I keep feeling that using sklearn's built in random forest classifier or using xgboost in python is kind of cheating. I am only preparing the data, cleaning it to get the right formats, maybe do some feature engineering og initial plottings and statistical analysis. The problem is that when all that is done, we simply feed the data to this pre-made algorithm and it does everything behind the scene, and just spits out predictions. I feel that i am not doing anything, and not using all the knowledge i have learned in the data exploration analysis. Neither am i using any of the patterns that i found in the data.
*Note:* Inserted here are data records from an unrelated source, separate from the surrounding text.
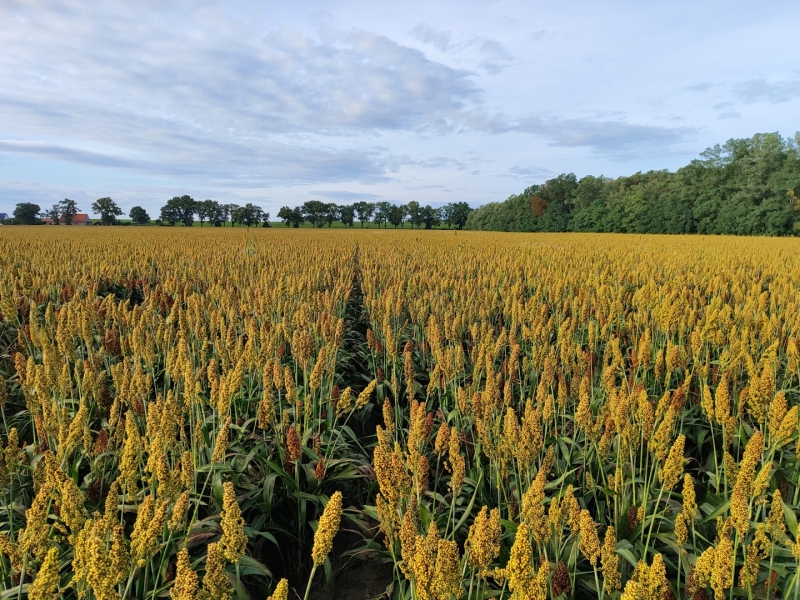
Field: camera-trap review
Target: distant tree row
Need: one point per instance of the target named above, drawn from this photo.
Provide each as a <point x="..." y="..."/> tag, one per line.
<point x="745" y="187"/>
<point x="319" y="213"/>
<point x="184" y="209"/>
<point x="180" y="209"/>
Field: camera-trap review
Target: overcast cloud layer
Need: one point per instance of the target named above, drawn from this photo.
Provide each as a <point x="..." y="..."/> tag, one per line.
<point x="278" y="103"/>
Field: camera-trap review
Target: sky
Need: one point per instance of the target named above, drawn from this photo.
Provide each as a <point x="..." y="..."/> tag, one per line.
<point x="277" y="103"/>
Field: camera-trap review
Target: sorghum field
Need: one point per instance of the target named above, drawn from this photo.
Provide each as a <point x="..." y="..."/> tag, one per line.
<point x="218" y="414"/>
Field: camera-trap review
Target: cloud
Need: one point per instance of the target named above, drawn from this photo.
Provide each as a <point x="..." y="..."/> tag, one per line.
<point x="754" y="90"/>
<point x="726" y="110"/>
<point x="245" y="167"/>
<point x="212" y="97"/>
<point x="531" y="171"/>
<point x="344" y="195"/>
<point x="616" y="139"/>
<point x="488" y="54"/>
<point x="428" y="35"/>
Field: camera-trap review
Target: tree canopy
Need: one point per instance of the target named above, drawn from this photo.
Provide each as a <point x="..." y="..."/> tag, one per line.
<point x="744" y="187"/>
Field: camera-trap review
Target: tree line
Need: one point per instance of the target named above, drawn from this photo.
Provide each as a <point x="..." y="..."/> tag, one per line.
<point x="745" y="187"/>
<point x="186" y="210"/>
<point x="319" y="213"/>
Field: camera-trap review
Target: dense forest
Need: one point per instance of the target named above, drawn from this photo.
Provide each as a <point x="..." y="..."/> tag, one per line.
<point x="745" y="187"/>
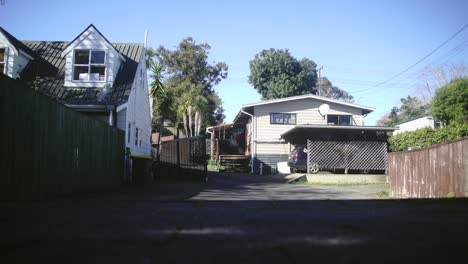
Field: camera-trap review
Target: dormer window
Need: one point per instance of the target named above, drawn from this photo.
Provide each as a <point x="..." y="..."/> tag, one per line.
<point x="89" y="65"/>
<point x="2" y="60"/>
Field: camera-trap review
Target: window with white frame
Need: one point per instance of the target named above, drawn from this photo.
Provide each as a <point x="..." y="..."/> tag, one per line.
<point x="129" y="132"/>
<point x="89" y="65"/>
<point x="2" y="60"/>
<point x="282" y="118"/>
<point x="340" y="120"/>
<point x="136" y="136"/>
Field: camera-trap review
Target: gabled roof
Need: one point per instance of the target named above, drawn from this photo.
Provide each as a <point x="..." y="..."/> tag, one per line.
<point x="47" y="74"/>
<point x="69" y="46"/>
<point x="16" y="43"/>
<point x="247" y="107"/>
<point x="309" y="96"/>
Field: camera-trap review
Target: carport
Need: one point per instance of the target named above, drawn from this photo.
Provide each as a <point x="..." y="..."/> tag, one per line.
<point x="342" y="148"/>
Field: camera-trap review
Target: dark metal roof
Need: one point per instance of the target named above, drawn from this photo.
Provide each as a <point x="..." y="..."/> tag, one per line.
<point x="300" y="133"/>
<point x="16" y="43"/>
<point x="46" y="74"/>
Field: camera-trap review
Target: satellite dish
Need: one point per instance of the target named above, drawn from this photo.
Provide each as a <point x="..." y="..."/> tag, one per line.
<point x="323" y="109"/>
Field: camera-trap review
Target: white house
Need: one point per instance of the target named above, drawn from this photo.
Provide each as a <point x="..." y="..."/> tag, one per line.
<point x="417" y="123"/>
<point x="89" y="74"/>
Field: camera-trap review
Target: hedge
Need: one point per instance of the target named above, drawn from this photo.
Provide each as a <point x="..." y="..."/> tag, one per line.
<point x="426" y="137"/>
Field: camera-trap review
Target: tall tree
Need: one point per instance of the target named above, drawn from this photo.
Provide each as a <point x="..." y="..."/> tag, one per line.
<point x="410" y="107"/>
<point x="450" y="103"/>
<point x="435" y="76"/>
<point x="276" y="74"/>
<point x="188" y="74"/>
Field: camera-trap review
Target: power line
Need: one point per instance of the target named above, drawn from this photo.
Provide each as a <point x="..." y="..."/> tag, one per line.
<point x="430" y="53"/>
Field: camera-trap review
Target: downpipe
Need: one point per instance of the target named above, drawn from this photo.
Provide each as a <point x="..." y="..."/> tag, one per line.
<point x="251" y="142"/>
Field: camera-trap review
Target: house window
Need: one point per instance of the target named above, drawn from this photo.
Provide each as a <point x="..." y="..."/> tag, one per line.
<point x="284" y="119"/>
<point x="129" y="132"/>
<point x="136" y="136"/>
<point x="2" y="60"/>
<point x="89" y="65"/>
<point x="340" y="120"/>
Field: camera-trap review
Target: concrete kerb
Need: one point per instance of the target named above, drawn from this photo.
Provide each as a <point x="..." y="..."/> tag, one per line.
<point x="342" y="178"/>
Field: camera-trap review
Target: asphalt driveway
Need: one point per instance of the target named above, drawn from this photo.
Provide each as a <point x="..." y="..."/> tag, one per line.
<point x="233" y="219"/>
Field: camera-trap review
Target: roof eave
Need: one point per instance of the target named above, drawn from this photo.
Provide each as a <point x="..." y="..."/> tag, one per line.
<point x="299" y="97"/>
<point x="376" y="128"/>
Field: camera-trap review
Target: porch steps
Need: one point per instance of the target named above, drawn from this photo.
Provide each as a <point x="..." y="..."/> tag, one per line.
<point x="234" y="163"/>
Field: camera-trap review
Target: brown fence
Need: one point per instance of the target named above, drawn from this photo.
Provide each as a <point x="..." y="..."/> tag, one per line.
<point x="48" y="149"/>
<point x="437" y="171"/>
<point x="183" y="158"/>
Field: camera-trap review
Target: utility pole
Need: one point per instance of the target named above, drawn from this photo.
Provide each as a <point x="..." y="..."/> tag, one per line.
<point x="320" y="80"/>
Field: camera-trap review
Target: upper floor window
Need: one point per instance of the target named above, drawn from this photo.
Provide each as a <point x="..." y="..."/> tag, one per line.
<point x="2" y="60"/>
<point x="285" y="119"/>
<point x="340" y="120"/>
<point x="136" y="136"/>
<point x="129" y="132"/>
<point x="89" y="65"/>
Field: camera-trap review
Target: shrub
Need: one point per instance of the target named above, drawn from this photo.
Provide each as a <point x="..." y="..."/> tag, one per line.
<point x="426" y="137"/>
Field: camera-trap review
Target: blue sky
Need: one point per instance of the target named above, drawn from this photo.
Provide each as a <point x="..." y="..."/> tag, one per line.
<point x="359" y="43"/>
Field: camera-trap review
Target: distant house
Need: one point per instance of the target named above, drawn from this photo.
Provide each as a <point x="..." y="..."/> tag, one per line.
<point x="417" y="123"/>
<point x="89" y="74"/>
<point x="269" y="129"/>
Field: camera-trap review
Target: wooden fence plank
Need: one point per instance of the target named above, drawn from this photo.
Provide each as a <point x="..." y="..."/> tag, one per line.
<point x="432" y="172"/>
<point x="40" y="143"/>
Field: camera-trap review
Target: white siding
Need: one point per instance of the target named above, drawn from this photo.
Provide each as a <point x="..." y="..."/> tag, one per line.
<point x="19" y="64"/>
<point x="138" y="113"/>
<point x="412" y="125"/>
<point x="306" y="111"/>
<point x="92" y="40"/>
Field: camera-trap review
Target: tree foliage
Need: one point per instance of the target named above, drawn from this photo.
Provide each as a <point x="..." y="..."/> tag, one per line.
<point x="450" y="103"/>
<point x="426" y="137"/>
<point x="434" y="76"/>
<point x="189" y="80"/>
<point x="411" y="107"/>
<point x="277" y="74"/>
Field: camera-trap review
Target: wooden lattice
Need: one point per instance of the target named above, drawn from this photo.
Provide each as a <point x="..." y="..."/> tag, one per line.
<point x="348" y="155"/>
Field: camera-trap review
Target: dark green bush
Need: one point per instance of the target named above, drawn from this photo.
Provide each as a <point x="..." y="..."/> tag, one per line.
<point x="426" y="137"/>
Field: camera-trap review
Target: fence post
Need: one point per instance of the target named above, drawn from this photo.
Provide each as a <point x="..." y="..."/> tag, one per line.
<point x="178" y="158"/>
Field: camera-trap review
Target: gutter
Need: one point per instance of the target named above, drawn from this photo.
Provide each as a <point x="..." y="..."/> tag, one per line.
<point x="251" y="140"/>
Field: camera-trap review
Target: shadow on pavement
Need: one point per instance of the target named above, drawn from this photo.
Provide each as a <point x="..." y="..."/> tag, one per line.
<point x="166" y="223"/>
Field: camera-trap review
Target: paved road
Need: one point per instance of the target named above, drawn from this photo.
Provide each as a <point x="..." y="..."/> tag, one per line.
<point x="233" y="219"/>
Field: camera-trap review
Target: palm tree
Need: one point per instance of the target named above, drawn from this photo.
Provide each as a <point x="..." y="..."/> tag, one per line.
<point x="160" y="99"/>
<point x="191" y="108"/>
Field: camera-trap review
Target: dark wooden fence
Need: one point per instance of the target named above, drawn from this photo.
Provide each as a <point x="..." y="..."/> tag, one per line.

Still i hear from big companies that they use xgboost and sklearn - and I can see it actively being used in Kaggle competitions.
Almost every website i find only provides examples using these built in libraries, and do not go through any deeper math or statistics at all. I really enjoy working with machine learning - but i have this strong feeling that im completely missing the "professional" approach of doing things. I know there is a lot of books on theoretical machine learning - but still almost everyone online seems to just use pre-made algorithms. I have been struggling with this understanding for about a year now. The validity of these pre-made algorithms in serious industrial/business/academic use is still not clear to me.
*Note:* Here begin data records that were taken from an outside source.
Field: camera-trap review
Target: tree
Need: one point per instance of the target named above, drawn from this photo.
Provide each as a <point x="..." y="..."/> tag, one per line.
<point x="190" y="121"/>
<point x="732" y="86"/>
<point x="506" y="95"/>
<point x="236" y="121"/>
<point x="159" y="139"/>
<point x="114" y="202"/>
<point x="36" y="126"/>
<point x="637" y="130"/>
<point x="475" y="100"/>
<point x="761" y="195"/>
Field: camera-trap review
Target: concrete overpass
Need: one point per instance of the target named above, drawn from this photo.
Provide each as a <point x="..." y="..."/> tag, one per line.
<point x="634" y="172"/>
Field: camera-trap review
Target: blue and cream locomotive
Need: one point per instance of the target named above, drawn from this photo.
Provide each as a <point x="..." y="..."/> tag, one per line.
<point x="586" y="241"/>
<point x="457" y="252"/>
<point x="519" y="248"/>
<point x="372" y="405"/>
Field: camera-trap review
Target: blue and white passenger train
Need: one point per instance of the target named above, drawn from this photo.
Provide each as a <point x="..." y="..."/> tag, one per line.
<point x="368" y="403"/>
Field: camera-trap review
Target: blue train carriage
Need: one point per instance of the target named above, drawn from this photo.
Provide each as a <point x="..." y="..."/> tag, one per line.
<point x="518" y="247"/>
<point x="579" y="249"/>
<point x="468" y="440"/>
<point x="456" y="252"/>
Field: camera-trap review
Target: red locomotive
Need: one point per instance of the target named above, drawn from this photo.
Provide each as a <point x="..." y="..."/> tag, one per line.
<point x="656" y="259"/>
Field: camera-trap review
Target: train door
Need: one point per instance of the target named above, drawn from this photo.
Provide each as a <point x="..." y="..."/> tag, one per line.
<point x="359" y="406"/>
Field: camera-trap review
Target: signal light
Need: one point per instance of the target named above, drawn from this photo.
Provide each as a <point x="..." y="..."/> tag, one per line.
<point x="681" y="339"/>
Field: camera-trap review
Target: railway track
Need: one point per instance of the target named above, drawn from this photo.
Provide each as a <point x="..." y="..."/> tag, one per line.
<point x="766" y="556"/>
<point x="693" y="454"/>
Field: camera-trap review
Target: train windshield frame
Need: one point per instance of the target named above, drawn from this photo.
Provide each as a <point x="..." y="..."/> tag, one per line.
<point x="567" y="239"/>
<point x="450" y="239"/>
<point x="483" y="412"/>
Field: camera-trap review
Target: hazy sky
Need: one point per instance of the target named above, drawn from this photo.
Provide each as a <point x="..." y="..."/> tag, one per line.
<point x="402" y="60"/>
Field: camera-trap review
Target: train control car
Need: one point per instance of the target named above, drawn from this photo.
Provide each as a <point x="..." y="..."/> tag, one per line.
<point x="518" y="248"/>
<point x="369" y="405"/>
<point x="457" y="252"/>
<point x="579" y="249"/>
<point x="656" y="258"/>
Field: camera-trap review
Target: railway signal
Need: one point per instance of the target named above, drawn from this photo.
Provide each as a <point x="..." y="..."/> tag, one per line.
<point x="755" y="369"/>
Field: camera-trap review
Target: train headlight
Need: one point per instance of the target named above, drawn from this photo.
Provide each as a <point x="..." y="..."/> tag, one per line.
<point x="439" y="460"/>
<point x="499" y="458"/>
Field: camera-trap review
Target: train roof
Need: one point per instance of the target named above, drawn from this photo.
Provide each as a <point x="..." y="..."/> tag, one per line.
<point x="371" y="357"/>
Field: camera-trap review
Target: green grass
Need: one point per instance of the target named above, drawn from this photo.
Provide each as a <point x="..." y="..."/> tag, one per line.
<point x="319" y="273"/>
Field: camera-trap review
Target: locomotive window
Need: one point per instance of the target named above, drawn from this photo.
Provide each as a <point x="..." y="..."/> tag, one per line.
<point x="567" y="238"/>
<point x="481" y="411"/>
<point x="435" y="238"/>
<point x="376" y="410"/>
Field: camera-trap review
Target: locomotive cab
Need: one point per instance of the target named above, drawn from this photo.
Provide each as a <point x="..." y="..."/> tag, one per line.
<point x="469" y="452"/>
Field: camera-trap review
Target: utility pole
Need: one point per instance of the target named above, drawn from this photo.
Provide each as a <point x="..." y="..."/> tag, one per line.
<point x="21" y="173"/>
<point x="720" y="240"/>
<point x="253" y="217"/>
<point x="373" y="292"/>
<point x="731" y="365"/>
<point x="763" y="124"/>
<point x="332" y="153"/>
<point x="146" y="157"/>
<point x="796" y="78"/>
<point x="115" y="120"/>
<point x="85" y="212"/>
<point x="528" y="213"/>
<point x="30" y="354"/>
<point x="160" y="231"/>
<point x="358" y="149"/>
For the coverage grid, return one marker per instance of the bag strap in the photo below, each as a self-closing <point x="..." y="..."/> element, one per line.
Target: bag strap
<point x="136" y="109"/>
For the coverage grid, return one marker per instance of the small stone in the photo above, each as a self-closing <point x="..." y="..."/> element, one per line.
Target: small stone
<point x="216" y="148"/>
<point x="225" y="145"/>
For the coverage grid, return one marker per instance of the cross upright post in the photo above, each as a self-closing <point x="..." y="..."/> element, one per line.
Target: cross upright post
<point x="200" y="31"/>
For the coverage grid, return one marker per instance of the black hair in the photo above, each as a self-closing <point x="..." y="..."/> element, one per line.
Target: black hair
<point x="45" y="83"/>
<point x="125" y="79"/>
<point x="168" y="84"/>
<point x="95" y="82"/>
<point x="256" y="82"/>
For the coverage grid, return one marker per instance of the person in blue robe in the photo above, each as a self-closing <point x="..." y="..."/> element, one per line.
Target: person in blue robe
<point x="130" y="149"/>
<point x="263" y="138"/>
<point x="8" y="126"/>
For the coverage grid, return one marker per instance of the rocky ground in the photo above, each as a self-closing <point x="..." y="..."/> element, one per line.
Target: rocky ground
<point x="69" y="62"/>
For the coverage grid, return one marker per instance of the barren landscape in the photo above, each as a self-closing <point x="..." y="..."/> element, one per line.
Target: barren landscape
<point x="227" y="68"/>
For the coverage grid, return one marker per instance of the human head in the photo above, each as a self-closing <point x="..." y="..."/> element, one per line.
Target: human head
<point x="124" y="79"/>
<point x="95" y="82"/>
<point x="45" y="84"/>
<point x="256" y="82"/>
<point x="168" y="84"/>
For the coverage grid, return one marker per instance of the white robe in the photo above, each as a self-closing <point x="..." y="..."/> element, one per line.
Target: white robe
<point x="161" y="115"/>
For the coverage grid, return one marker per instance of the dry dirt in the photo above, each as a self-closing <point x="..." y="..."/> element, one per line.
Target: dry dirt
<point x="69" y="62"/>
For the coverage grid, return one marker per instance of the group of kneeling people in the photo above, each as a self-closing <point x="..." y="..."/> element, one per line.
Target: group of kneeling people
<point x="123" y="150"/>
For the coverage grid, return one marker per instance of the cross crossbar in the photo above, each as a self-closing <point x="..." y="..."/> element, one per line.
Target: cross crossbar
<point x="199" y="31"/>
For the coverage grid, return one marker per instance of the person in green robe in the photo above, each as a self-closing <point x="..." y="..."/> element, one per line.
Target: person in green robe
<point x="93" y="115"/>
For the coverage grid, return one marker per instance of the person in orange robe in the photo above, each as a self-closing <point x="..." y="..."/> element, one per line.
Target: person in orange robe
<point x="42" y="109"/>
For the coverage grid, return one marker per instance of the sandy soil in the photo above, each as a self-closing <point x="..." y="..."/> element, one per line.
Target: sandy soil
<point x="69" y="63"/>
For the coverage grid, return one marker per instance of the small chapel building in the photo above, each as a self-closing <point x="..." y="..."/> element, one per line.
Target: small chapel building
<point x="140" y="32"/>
EDIT: To be more specific. My question is: How are these libraries/tools viewed in professional/industrial/academical context in comparison to actually building a model yourself. Are they just a "quick and easy" alternative way to start learning machine learning and data mining for students and amateurs, or are they in fact more powerful (than i at least know) and should not be seen as an alternative, but a viable solution for professionals?
The motivation for my single question above, can be ellaborated by explaining the questions i ask myself. The very questions that began this confusion for me. Is it cheating to use these models? In which situations would you use a pre-built library, and when to avoid it? How do i merge (or use) the knowledge gained from the scientific data analysis i did before modelling, and these pre-built classifiers.